There is a sort of feeling that work is similar. That interesting and powerful work can be delicious movement and calmness can be holding myself and cuddling with myself.
All this is very similar to the dance practice I used to do all the time. Some self-massage, holding myself in comforting poses, and fast spinning clearing movements.
A short test of this yields amazing results. I felt the inflammation moving and melting. My system fluid and de-stagnated.
Thoughts:
Hanging thoughts:
Mewing thoughts:
I’ve been playing pokemon go so much recently. I’ve made a lot of progress in the game, but I really worry that I’m getting addicted because of how stressed out I am right now.

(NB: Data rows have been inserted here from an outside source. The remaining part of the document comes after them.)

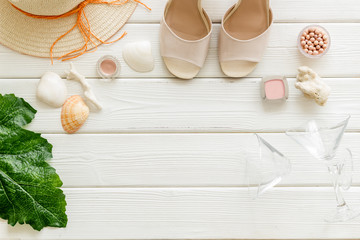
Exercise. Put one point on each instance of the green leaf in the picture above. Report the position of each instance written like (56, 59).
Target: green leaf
(29, 187)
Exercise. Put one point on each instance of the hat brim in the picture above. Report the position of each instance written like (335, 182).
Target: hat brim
(33, 36)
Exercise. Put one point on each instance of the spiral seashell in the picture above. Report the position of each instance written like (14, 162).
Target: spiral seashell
(138, 56)
(74, 114)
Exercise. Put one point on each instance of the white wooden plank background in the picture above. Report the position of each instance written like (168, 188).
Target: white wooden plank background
(164, 159)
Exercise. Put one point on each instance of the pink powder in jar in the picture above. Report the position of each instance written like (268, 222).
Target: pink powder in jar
(275, 89)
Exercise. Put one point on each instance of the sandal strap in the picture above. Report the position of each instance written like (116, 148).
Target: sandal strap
(232, 49)
(172, 46)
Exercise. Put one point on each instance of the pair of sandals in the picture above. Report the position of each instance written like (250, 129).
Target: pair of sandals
(186, 30)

I stressed out about my relationship and about my career path moving forward. I want to make sure that work does not take over my life and that it stays aligned to what I want to do moving forward.
Every time I feel stressed, I reach for the pokemon go. Holy shit, I am addicted.
I feel very tired, but no longer sick. That is a good thing at least.
I’m going to walk around the airport. And this time, instead of catching pokemon, I am going to meditate and think.
On the plane I meditated on some of my issues and I came to a big realization. The first step to feeling or processing any pain is to notice and name the pain that exists. I spend so much time avoiding thinking about painful emotions or experiences, avoiding thinking about how things hurt me it makes it hard to face the pain at all since I’m not taking the first step,
I want to focus on doing that more now as the first step to processing more emotions.